Le « capital humain » – le potentiel de chaque individu – va devenir l’investissement de long terme le plus important qu’un pays doit consentir pour garantir la prospérité et la qualité de vie futures de ses ressortissants.
Les gouvernements en quête de croissance économique investissent depuis longtemps dans le capital physique : routes, ponts, aéroports et autres infrastructures. Mais ils ont souvent négligé leurs ressources humaines, en partie parce que les retombées de ces investissements mettent nettement plus de temps à se matérialiser et sont difficiles à mesurer. D’où ce « déficit de capital humain » auquel nous sommes confrontés aujourd’hui, comme l’a souligné récemment le président du Groupe de la Banque mondiale, Jim Yong Kim, dans la revue Foreign Affairs. Dans de nombreux pays, la main-d’œuvre n’est pas préparée à l’avenir qui se dessine rapidement.
C’est là l’une des conclusions essentielles de la prochaine édition du Rapport sur le développement dans le monde 2019, sur la « nature changeante du travail ». La frontière des compétences ne s’est jamais déplacée aussi vite qu’aujourd’hui. Les pays doivent préparer leur main-d’œuvre aux impressionnants défis comme aux incroyables opportunités qui accompagnent les avancées technologiques.
Mais sans un effort urgent et concerté partout dans le monde pour renforcer le capital humain, des pans entiers de la population et des nations risquent, demain, de se retrouver exclus de la prospérité. Les gouvernements ont un rôle clé à jouer dans la transformation du capital humain, parce que la pauvreté, les inégalités et d’autres facteurs contraires empêchent de nombreux parents d’investir dans la santé et l’éducation de leurs enfants.
Le projet sur le capital humain
C’est l’urgence de ce défi qui a incité le président Jim Yong Kim à mobiliser toute l’institution au service d’un nouveau projet sur le capital humain. Fort de la conviction toujours plus solidement ancrée que les emplois et une main-d’œuvre qualifiée sont les moteurs incontournables du progrès des pays, quel que soit leur niveau de revenu, le Groupe de la Banque mondiale s’engage pour aider les pays à miser durablement et prioritairement sur leur capital humain.
Ce projet poursuit trois objectifs : faire émerger une demande pour des investissements plus conséquents et efficaces dans les ressources humaines ; aider les pays à renforcer leurs stratégies en faveur du capital humain et leurs investissements afin d’obtenir rapidement des résultats plus satisfaisants ; et améliorer la manière dont nous mesurons le capital humain.
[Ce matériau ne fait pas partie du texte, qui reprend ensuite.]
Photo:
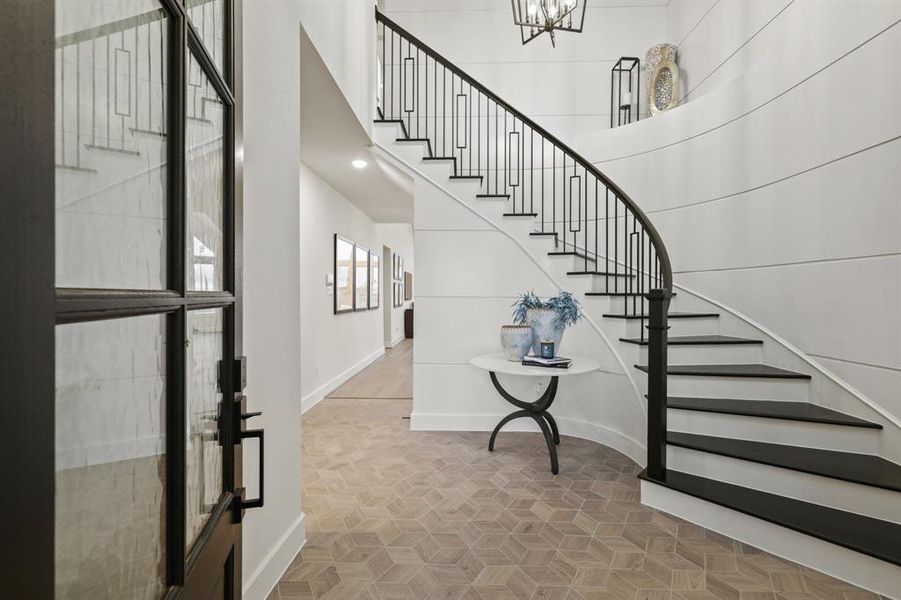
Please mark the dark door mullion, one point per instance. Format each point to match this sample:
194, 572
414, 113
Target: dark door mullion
208, 65
176, 431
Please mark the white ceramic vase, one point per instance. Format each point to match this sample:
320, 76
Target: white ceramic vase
516, 341
541, 321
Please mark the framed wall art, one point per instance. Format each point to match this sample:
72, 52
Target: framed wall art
361, 278
374, 275
344, 291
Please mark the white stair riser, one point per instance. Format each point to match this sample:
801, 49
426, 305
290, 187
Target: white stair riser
701, 326
465, 189
777, 431
856, 568
755, 388
680, 354
835, 493
386, 133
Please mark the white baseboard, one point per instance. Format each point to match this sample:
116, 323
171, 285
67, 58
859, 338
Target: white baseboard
572, 427
858, 569
261, 583
316, 396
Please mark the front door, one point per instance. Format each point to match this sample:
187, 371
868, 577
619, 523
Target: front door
146, 418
Le nouvel indice du capital humain, qui sera dévoilé lors des Assemblées annuelles du Groupe de la Banque mondiale en octobre prochain, viendra étayer la concrétisation de ces trois objectifs tout en offrant aux pouvoirs publics et aux citoyens un outil particulièrement opérant pour mesurer le taux de survie des enfants, l’acquisition précoce des éléments constitutifs de la réussite, l’apprentissage des élèves et l’état de santé à l’âge adulte, autant d’indicateurs de la productivité du capital humain.
De la transparence à la transformation
L’indice du capital humain mesurera l’état de santé des enfants, des adolescents et des adultes ainsi que la qualité et la durée de l’éducation dont un enfant, né aujourd’hui, est susceptible de bénéficier d’ici ses 18 ans. Ces données permettront d’engager dans chaque pays un débat, initié par les plus hauts responsables gouvernementaux, sur les conditions à réunir pour réussir demain.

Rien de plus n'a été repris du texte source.